Applied AI Engineer
ycombinator
Job Description
What you'll do
- Build and maintain the eval framework that scores voice agent quality end-to-end transcription, response quality, TTS, and full-conversation outcomes
- Design voice agent behavior: system prompts, tool use, conversation flow, error recovery, and guardrails for real-time interactions
- Drive transcription accuracy improvements across STT providers and configurations (Deepgram, Whisper, AssemblyAI, Nvidia, etc.)
- Drive TTS quality improvements voice selection, latency vs. fidelity tradeoffs, prosody, edge cases
- Curate and grow our evaluation datasets, including hard-case mining from production traffic
- Run rigorous A/B experiments and report results that the team can actually act on
- Partner with backend engineers to wire eval signals into CI so regressions get caught before they ship
Must-haves
- ML engineering experience shipping production systems
- Strong Python and a working ML stack (PyTorch, Huggingface, pandas, scikit-learn)
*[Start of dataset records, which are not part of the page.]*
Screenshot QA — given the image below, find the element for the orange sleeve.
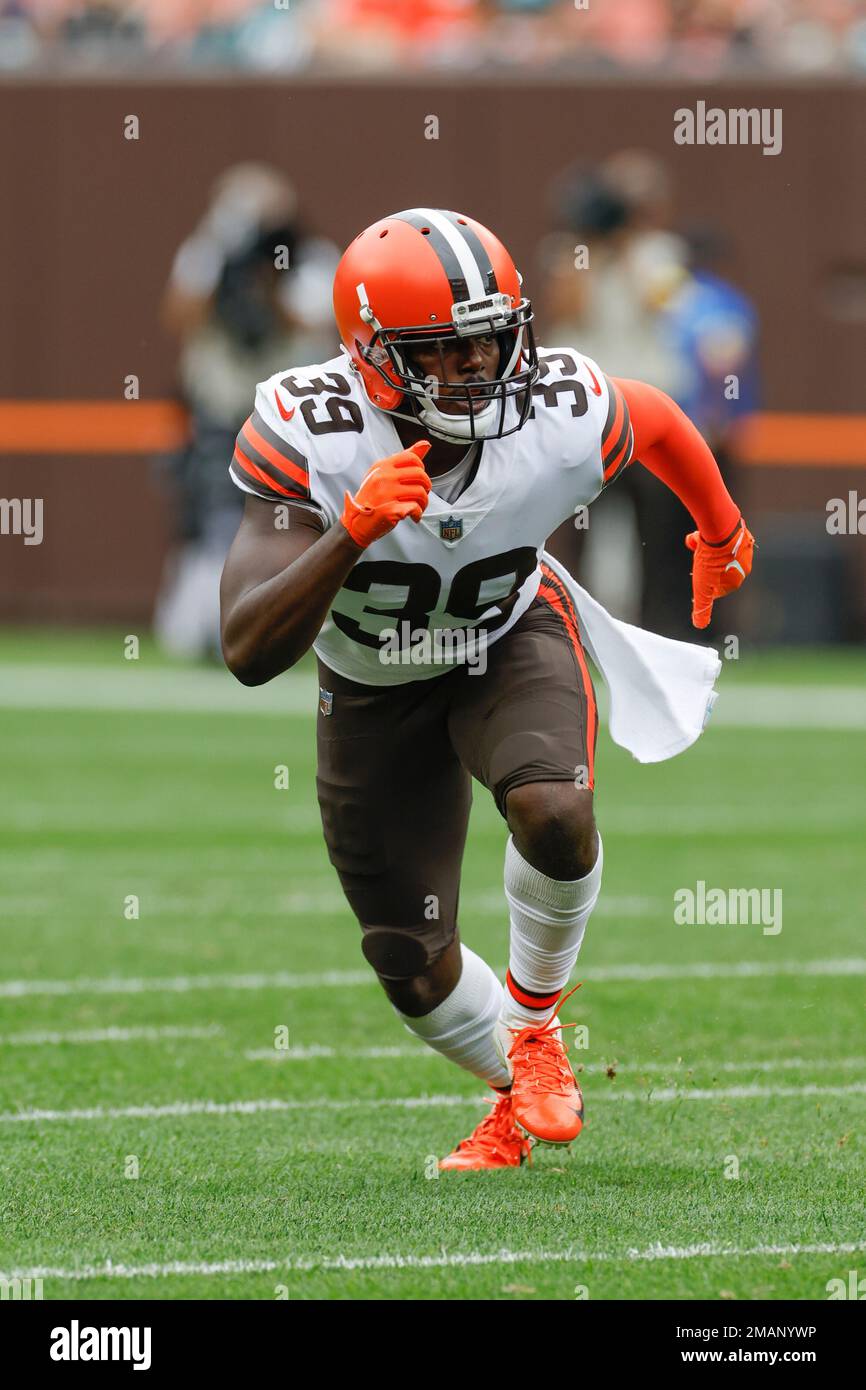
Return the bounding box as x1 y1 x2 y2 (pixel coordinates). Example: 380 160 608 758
612 377 740 542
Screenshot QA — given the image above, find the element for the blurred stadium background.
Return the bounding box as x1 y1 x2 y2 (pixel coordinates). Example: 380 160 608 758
0 0 866 644
0 0 866 1298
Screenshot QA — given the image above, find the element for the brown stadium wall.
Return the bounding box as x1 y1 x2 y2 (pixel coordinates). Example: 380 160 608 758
0 79 866 623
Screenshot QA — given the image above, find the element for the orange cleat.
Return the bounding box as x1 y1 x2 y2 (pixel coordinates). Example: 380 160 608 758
439 1095 532 1172
509 986 584 1144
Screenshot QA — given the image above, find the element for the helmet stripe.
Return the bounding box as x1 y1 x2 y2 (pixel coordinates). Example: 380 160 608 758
442 210 499 297
393 207 470 302
395 207 487 303
416 207 488 299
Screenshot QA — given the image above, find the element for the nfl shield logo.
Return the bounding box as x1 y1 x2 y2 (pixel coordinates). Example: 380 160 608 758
439 517 463 541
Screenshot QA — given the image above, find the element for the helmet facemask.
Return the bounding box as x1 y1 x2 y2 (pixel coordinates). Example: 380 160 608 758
359 295 538 443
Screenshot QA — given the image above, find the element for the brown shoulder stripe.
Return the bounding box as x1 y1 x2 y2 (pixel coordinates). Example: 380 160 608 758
602 377 634 482
236 410 310 498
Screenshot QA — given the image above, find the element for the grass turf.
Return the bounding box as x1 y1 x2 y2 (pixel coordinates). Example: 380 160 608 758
0 634 866 1300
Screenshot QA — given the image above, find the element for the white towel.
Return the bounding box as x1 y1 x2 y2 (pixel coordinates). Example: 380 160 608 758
544 552 721 763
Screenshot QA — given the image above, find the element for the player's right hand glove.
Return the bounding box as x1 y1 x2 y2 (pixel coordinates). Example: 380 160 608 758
685 517 755 627
341 439 432 549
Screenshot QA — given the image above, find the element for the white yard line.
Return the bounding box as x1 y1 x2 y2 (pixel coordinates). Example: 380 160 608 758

- Hands-on experience designing LLM-based agents: prompting, tool/function calling, multi-turn state, structured outputs
- Hands-on experience building evals or eval frameworks for ML, LLM, or voice systems. Built LLM-as-judge eval pipelines and know their failure modes
- Practical experience with ASR/STT comparing providers, fine-tuning, or running open models like Whisper
- Practical experience with TTS systems (ElevenLabs or open models)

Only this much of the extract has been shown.